CLB: From five years ago to today, it is night and day. Five years ago there was a lot of fear and suspicion, and doctors felt threatened. Physicians are starting to view holistic doctors as more of a resource for their patients and less of a threat, or something that’s suspect. A lot of these therapies are creeping into conventional medicine. Urologists are using saw palmetto and doctors are recommending fish oil. Holistic medicine is definitely here to stay. The public has been the driving force and doctors are catching up. There are about 800 board-certified holistic physicians across the country, and there are a lot of people practicing who are not board-certified.

PND: What medico-legal issues are involved in the practice of holistic medicine?

CLB: Malpractice is defined by whether or not you have practiced standard care medicine and, because holistic medicine is forging new territory, there are a lot of things that are considered not to be standard of care. That’s why it’s so important to have holistic organizations redefine standards of care for holistic practice.
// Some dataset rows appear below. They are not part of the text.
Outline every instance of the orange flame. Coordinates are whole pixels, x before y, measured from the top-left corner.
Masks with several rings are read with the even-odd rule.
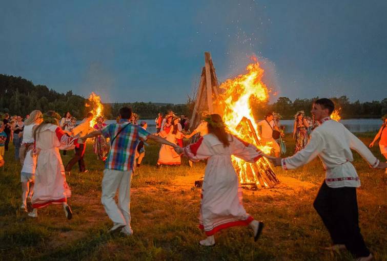
[[[340,119],[341,119],[341,117],[339,114],[339,113],[340,112],[340,111],[341,110],[341,108],[339,108],[338,110],[334,110],[332,114],[331,115],[331,119],[332,119],[332,120],[335,120],[336,121],[339,121]]]
[[[261,139],[256,132],[258,126],[250,104],[254,100],[264,102],[269,98],[268,88],[262,81],[264,70],[259,67],[256,60],[254,60],[256,62],[249,64],[246,68],[246,74],[228,79],[219,86],[223,91],[223,120],[231,133],[255,145],[265,153],[270,154],[272,149],[270,144],[263,146],[259,144]],[[249,123],[248,121],[251,125],[246,123]],[[260,183],[258,173],[263,171],[264,168],[270,168],[267,159],[261,158],[255,164],[234,157],[232,157],[232,160],[235,169],[239,172],[241,183],[261,184],[269,186],[261,179]]]
[[[93,120],[90,121],[90,127],[93,127],[97,123],[97,119],[98,117],[103,116],[102,112],[104,111],[104,106],[101,102],[101,97],[92,92],[89,96],[89,101],[86,103],[86,107],[92,107],[90,112],[94,115]]]

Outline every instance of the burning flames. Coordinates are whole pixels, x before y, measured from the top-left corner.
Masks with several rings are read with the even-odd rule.
[[[339,113],[340,112],[340,111],[341,110],[341,108],[339,108],[338,110],[334,110],[332,114],[331,115],[331,119],[332,119],[332,120],[335,120],[336,121],[339,121],[340,119],[341,119],[341,117],[339,114]]]
[[[262,81],[264,70],[257,61],[249,64],[246,70],[246,74],[228,79],[219,86],[223,92],[223,120],[231,133],[269,154],[272,147],[261,145],[261,139],[257,133],[258,126],[250,105],[254,100],[264,102],[269,98],[268,88]],[[255,164],[234,157],[232,160],[242,185],[269,187],[273,184],[273,179],[267,178],[266,175],[270,176],[272,173],[275,177],[273,179],[278,181],[266,158],[261,158]]]
[[[94,117],[90,121],[90,127],[93,127],[97,123],[98,117],[103,116],[102,112],[104,111],[104,106],[101,102],[101,97],[92,92],[89,96],[89,101],[86,103],[86,107],[92,107],[90,112],[94,114]]]

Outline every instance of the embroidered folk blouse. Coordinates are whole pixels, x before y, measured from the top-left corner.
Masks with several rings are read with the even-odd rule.
[[[325,170],[325,182],[328,186],[358,187],[360,181],[351,163],[353,161],[351,149],[357,151],[372,167],[379,165],[379,160],[361,140],[341,123],[327,117],[312,132],[303,149],[282,159],[282,167],[285,170],[296,168],[318,156]]]

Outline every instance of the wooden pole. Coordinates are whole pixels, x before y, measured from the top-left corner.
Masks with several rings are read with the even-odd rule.
[[[201,77],[200,77],[200,81],[199,83],[199,88],[198,88],[197,93],[196,93],[196,100],[195,102],[193,111],[192,112],[192,116],[191,117],[190,121],[190,128],[192,127],[196,127],[194,125],[195,121],[198,117],[198,111],[200,108],[200,100],[202,99],[202,94],[203,92],[203,86],[204,85],[205,76],[202,70]]]
[[[210,70],[210,62],[211,59],[211,55],[210,53],[206,52],[204,53],[205,64],[206,67],[206,84],[207,88],[207,104],[208,105],[208,112],[213,113],[214,108],[212,107],[212,84],[211,81],[211,74]]]

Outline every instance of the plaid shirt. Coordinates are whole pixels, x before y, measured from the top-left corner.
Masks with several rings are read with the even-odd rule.
[[[109,124],[101,130],[102,135],[111,140],[128,123],[127,120],[121,119],[119,124]],[[132,170],[139,139],[146,140],[149,135],[150,133],[139,126],[130,123],[113,142],[105,168],[121,171]]]

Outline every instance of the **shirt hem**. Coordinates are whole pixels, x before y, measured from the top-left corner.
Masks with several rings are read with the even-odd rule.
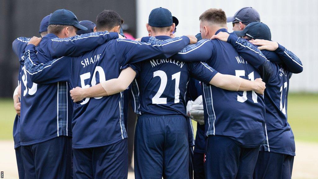
[[[100,144],[88,144],[87,145],[72,145],[72,146],[73,147],[73,148],[75,149],[80,149],[82,148],[93,148],[101,147],[103,146],[108,146],[108,145],[110,145],[114,144],[120,141],[121,140],[123,140],[124,139],[126,139],[127,137],[124,137],[124,139],[123,139],[121,137],[118,138],[116,139],[115,139],[111,141],[110,141],[109,142],[104,142],[104,143],[100,143]]]
[[[71,133],[72,134],[72,133]],[[66,136],[66,137],[72,137],[72,135],[71,136],[66,136],[66,135],[61,135],[59,136]],[[54,134],[53,135],[48,137],[44,139],[39,139],[39,140],[33,140],[31,141],[31,142],[21,142],[21,146],[30,146],[31,145],[33,145],[33,144],[38,144],[39,143],[41,143],[41,142],[45,142],[45,141],[47,141],[49,140],[51,140],[52,139],[54,139],[56,137],[58,137],[57,134]]]

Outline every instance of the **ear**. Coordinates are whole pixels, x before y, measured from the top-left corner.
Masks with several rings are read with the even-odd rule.
[[[172,33],[172,32],[174,31],[175,28],[176,28],[176,24],[173,23],[171,25],[171,28],[170,28],[170,33]]]
[[[148,32],[151,32],[151,27],[148,23],[146,24],[146,28],[147,29],[147,31],[148,31]]]
[[[244,29],[244,25],[243,25],[243,24],[241,22],[239,22],[238,23],[239,24],[240,30],[243,31],[243,29]]]
[[[115,27],[114,30],[114,31],[116,32],[118,32],[118,33],[120,33],[120,25],[117,25]]]
[[[206,27],[206,26],[205,25],[203,26],[203,28],[204,29],[204,32],[201,32],[201,33],[204,33],[204,35],[206,37],[207,37],[208,36],[208,34],[209,33],[209,30],[208,30],[208,28]]]

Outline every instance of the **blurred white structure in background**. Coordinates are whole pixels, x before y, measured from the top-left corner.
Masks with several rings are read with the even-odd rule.
[[[146,24],[151,10],[162,7],[178,18],[177,36],[199,32],[199,17],[210,8],[220,8],[228,16],[240,8],[250,6],[259,13],[261,22],[271,29],[272,40],[297,55],[304,71],[291,79],[290,91],[318,92],[318,1],[311,0],[137,0],[137,37],[148,35]],[[229,31],[232,25],[228,23]]]

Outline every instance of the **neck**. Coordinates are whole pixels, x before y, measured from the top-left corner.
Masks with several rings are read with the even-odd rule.
[[[155,33],[153,32],[150,32],[151,36],[159,36],[159,35],[164,35],[165,36],[170,36],[170,32],[158,32]]]

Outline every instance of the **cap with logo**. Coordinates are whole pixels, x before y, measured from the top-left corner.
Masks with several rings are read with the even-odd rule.
[[[72,25],[81,30],[87,30],[87,28],[80,24],[74,13],[64,9],[57,10],[52,14],[49,25]]]
[[[49,26],[49,21],[51,15],[52,14],[44,17],[44,18],[42,19],[42,21],[41,21],[41,24],[40,24],[40,30],[39,31],[39,33],[47,31],[47,27]]]
[[[260,22],[259,14],[251,7],[244,7],[237,12],[234,16],[227,18],[227,22],[241,22],[245,25],[250,23]]]
[[[262,22],[252,22],[243,31],[233,32],[238,37],[247,36],[253,39],[270,40],[272,39],[271,30],[266,24]]]
[[[172,16],[170,11],[160,7],[151,11],[149,14],[148,24],[150,26],[156,27],[168,27],[172,25],[174,22],[172,18]],[[177,23],[179,23],[178,21]]]
[[[87,28],[86,31],[84,30],[79,30],[76,32],[76,34],[79,35],[85,33],[88,33],[94,32],[94,27],[96,26],[94,23],[91,21],[85,20],[80,21],[80,25],[81,25]]]

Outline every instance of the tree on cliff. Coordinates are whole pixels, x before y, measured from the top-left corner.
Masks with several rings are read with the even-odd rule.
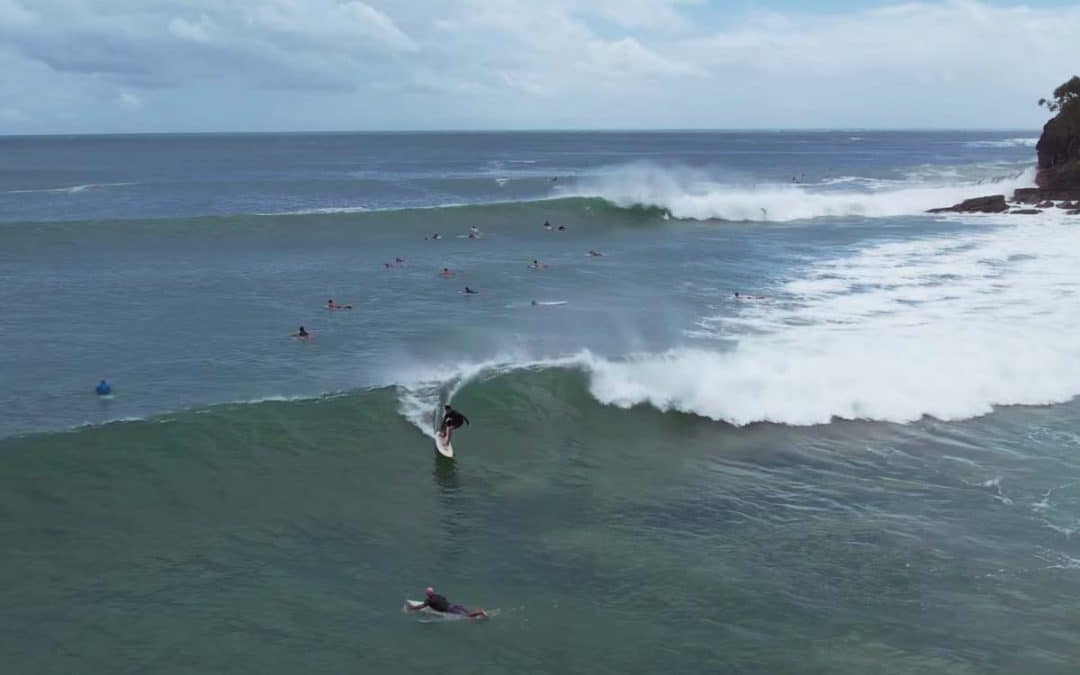
[[[1039,105],[1045,106],[1051,112],[1057,112],[1065,104],[1078,98],[1080,98],[1080,78],[1072,76],[1068,82],[1054,90],[1053,99],[1040,98]]]

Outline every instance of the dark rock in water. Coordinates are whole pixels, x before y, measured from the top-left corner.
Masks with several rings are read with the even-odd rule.
[[[1042,188],[1020,188],[1013,190],[1013,200],[1018,204],[1042,205],[1044,202],[1080,200],[1080,188],[1075,190],[1043,190]]]
[[[1021,204],[1037,204],[1043,200],[1039,188],[1020,188],[1013,190],[1013,201]]]
[[[931,208],[927,213],[1002,213],[1009,210],[1004,194],[966,199],[959,204],[944,208]]]

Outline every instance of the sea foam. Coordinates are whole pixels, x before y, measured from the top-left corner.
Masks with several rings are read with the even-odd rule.
[[[827,216],[888,217],[924,213],[971,197],[1010,193],[1029,186],[1034,167],[993,180],[876,181],[864,189],[835,189],[837,184],[864,181],[858,177],[814,185],[719,183],[701,172],[652,164],[620,166],[583,179],[581,197],[598,197],[618,206],[650,206],[675,218],[692,220],[786,221]],[[831,189],[822,189],[822,188]],[[860,187],[853,185],[852,187]]]
[[[673,349],[581,365],[600,402],[732,424],[961,419],[1080,394],[1080,228],[1001,221],[821,262],[737,325],[734,349]],[[784,300],[786,298],[786,300]],[[751,330],[746,330],[746,327]]]

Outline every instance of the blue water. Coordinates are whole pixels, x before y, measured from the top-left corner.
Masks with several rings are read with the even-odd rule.
[[[1034,137],[0,138],[0,662],[1074,672]]]

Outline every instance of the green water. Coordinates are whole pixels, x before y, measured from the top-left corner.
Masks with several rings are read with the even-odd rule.
[[[392,390],[0,442],[3,671],[1075,672],[1076,404],[733,429],[562,369],[455,402],[456,462]],[[402,615],[429,584],[501,613]]]

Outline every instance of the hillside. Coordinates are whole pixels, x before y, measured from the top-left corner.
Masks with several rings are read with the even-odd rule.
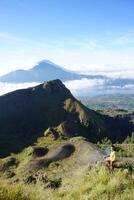
[[[88,109],[60,80],[3,95],[0,110],[0,200],[133,196],[133,145],[118,144],[118,155],[131,157],[110,173],[106,151],[91,143],[130,135],[134,126],[124,113]]]
[[[93,110],[124,109],[134,110],[133,94],[107,94],[94,97],[79,97],[81,102]]]
[[[87,138],[104,128],[100,115],[77,101],[60,80],[3,95],[0,110],[1,156],[32,144],[48,128],[55,137]]]
[[[0,97],[0,157],[21,151],[44,134],[122,141],[134,131],[128,117],[111,117],[88,109],[60,80]]]

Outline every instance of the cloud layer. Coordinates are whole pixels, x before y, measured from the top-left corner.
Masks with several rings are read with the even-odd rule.
[[[112,83],[113,81],[113,83]],[[65,82],[65,86],[74,96],[94,96],[111,93],[134,93],[134,84],[114,84],[116,79],[81,79]],[[9,84],[0,83],[0,95],[6,94],[18,89],[36,86],[40,83]]]

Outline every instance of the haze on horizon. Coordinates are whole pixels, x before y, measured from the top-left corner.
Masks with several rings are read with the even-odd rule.
[[[0,75],[48,59],[132,77],[133,8],[131,0],[0,1]]]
You have to be very sure that you have an education and a database, that you document everything, that your patients sign consent forms to the effect that they understand the care they are receiving may not be recognized as a standard medical practice, that they may be considered investigational or experimental, and that some of the practitioners are not physicians and are not diagnosing and treating. There’s a whole other set of medico-legal issues that have to do with working with non-physicians. Some can get their own malpractice insurance and some can’t, so as a physician and a business owner, you have to look at liability issues.